De acordo com análise publicada pelo Poder360, representantes do setor afirmam que houve falta de diálogo durante a tramitação da proposta. Entidades ligadas às forças de segurança alegam que reivindicações relacionadas à valorização profissional, garantias institucionais e direitos específicos foram ignoradas no processo legislativo.
A crítica central recai sobre a forma como o texto foi conduzido até a aprovação. Segundo os especialistas e representantes das categorias, a versão final da chamada PEC da Segurança Pública acabou priorizando acordos políticos em detrimento das necessidades práticas dos policiais que atuam diretamente no combate à criminalidade.
Para os críticos, a atuação de Hugo Motta foi marcada por distanciamento das categorias envolvidas, o que contribuiu para o descontentamento generalizado. A percepção é de que faltou abertura para negociação e construção conjunta do projeto, especialmente em um tema considerado sensível e estratégico para o país.
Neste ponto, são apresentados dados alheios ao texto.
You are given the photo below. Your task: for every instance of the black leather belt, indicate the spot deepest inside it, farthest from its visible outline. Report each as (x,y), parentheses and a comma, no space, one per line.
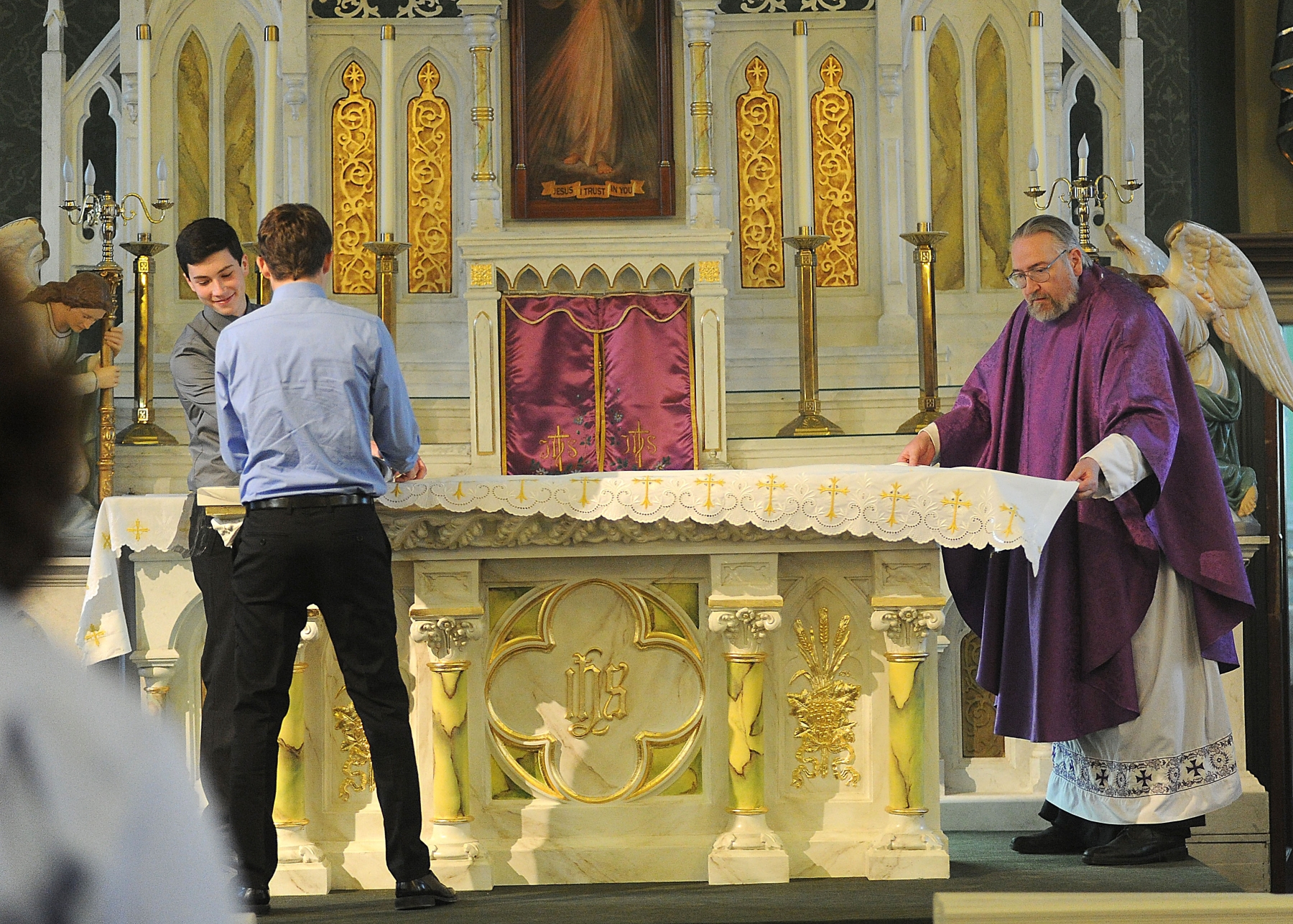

Diante desse cenário, entidades representativas já articulam mobilizações para tentar reverter pontos do texto no Senado Federal. A expectativa é de que a nova fase de tramitação permita ajustes que incluam as demandas excluídas na Câmara.
A PEC da Segurança Pública segue como uma das principais pautas legislativas da área, mas sua aprovação parcial tem evidenciado tensões entre o Congresso e os profissionais responsáveis pela segurança pública no Brasil.